On the desk in front, Julien observed a scrap of printed paper, spread out there as though to be read. He looked at it closely and saw:

‘Details of the execution and of the last moments of Louis Jenrel, executed at Besancon, on the …’

The paper was torn. On the other side he read the opening words of a line, which were: ‘The first step.’

‘Who can have put this paper here?’ said Julien. ‘Poor wretch!’ he added with a sigh, ‘his name has the same ending as mine.’ And he crumpled up the paper.

On his way out, Julien thought he saw blood by the holy water stoup; it was some of the water that had been spilt: the light from the red curtains which draped the windows made it appear like blood.

Finally, Julien felt ashamed of his secret terror.

‘Should I prove coward?’ he said to himself. ‘To arms!’

This phrase, so often repeated in the old Surgeon’s accounts of battles, had a heroic sound in Julien’s ears. He rose and walked rapidly to M. de Renal’s house.

Despite these brave resolutions, as soon as he caught sight of the house twenty yards away he was overcome by an unconquerable shyness. The iron gate stood open; it seemed to him magnificent. He would have now to go in through it.
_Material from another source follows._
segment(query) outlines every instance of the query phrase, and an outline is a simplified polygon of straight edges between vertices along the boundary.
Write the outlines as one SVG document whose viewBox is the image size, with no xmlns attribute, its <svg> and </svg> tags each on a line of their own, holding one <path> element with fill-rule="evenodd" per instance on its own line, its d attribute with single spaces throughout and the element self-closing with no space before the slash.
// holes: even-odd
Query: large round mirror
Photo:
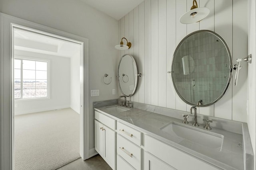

Julien was not the only person whose heart was troubled by his arrival in this household. Madame de Renal’s extreme timidity was disconcerted by the idea of this stranger who, in the performance of his duty, would be constantly coming between her and her children. She was accustomed to having her sons sleep in her own room. That morning, many tears had flowed when she saw their little beds being carried into the apartment intended for the tutor. In vain did she beg her husband to let the bed of Stanislas Xavier, the youngest boy, be taken back to her room.

Womanly delicacy was carried to excess in Madame de Renal. She formed a mental picture of a coarse, unkempt creature, employed to scold her children, simply because he knew Latin, a barbarous tongue for the sake of which her sons would be whipped.